Dress rehearsal

IT'S said that fatherhood is hard work, but I'll tell you: Just being a prospective father nowadays can be a full-time job. From what I can see, this wasn't always the case. A mere couple of generations ago, being a father-to-be meant wading through a private collection of hopes and uncertainties, along with a few meaningful talks with older and wiser fathers. Now, though, the key is training. Like a good bicycle racer or runner, the prospective father is gearing up for the ultimate marathon -- such is one current metaphor -- and, baby, does he need help! So he gets help, in the form of classes and magazines and rows upon rows of books in all the better bookstores. As a father-to-be who's also heading toward a PhD in English, I was shocked recently to find I could compile a library of prospective-parent books that would be significantly larger than my American literature collection. The message seemed clear: The closer I could get to a PhD in prospective fatherhood, the better.

Fortunately, though, life hasn't failed me, even in the face of all these daunting classes and books. If the key to parenting is still some kind of hands-on experience -- especially something of the unexpected variety -- then life obliged me about a year ago by depositing a stray black cat on our doorstep.

We live in an apartment building that frowns a mighty frown on pet-owning tenants, so we knew at once there was no place for this cat in our lives. Cute and mildly inquisitive, he seemed to take a shine to us. After a few days he started waiting by the carport for my return from work, and rubbed my legs as I headed for the door. Shooing him away, I looked mournfully at my wife; she looked mournfully at me. We got a lot of practice looking mournful for a week or so. Then our will began to break.

We left a bowl of water on the doorstep. Dry cat food -- but only dry cat food, we assured each other -- followed soon after. A few days later, when I opened the front door, the cat nosed his way into the house, and, after suddenly leaping across the carpet, took up residence under the rocking chair. Flushing him from his new hideout, I felt like Snidely Whiplash, the villain in the old Dudley Do-Right TV cartoons. That was very nearly the last skirmish. From then on the cat knew he had us figured, and we had to admit he knew us better than we knew ourselves.

Just because the cat had won the war, however, didn't mean there weren't other battles to fight. For the first few weeks I found myself resenting this new creature, this intrusion into my well-regulated life. What right had this cat to adopt me, I wanted to know?

On the few occasions when I actually broached this question -- my head cocked at an attentive angle, my lips uttering the Jobian ``Why me, O Lord?'' -- the cat sat at my feet smiling sweetly, having just made a mess on the carpet or jumped up onto the record turntable while Zino Francescatti was attempting to get through the Beethoven Violin Concerto.

It didn't used to be like this, I told myself. Time was I could come home from work late and no one would mind; my wife herself might not be home for awhile. We weren't tied down. We could even take a quick vacation whenever we wanted to.

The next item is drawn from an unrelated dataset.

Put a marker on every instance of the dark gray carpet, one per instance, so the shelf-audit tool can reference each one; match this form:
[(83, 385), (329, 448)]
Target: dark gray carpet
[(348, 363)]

Now, unbelievably, I was a kind of parent, and somehow or other the cat needed feeding every day. ``What have I done?'' I moaned quietly. The cat rubbed my ankles.

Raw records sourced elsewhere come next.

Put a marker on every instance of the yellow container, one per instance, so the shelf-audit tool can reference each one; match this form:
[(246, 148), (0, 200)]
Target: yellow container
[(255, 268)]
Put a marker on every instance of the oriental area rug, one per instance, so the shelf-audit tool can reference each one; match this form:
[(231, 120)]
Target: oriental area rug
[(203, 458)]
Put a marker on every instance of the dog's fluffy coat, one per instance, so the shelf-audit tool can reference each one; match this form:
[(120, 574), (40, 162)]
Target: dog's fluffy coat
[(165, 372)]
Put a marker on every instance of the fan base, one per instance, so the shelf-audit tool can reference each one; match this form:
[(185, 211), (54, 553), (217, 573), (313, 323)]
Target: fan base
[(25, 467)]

On one particular evening of such goings-on, my wife came in flushed and especially pretty. ``I have some news,'' she said. ``We're going to have a baby! Looks like the due date will be around the first of August.''

A parent again? Well, why not? In fact, I was beginning to get used to the cat, used to its habit of sleeping on my forehead at night or waking me up at 4 in the morning to go outside.

Now, as the nine months come to a close, I've been pretty glad to have the cat around the house. Having a dress rehearsal with a tenacious feline has taught me how to interrupt my work at a moment's notice, how to get up in the middle of the night without tripping over anything that makes a loud noise, and how to make the borders of my life and love a little more flexible, a little more accommodating. Not great achievements, perhaps -- but they're a start.

Looking at myself in the mirror, I find myself saying with some surprise, ``We may have father material here.'' And that's progress -- at least for a guy who chose a cat over a PhD in prospective fatherhood.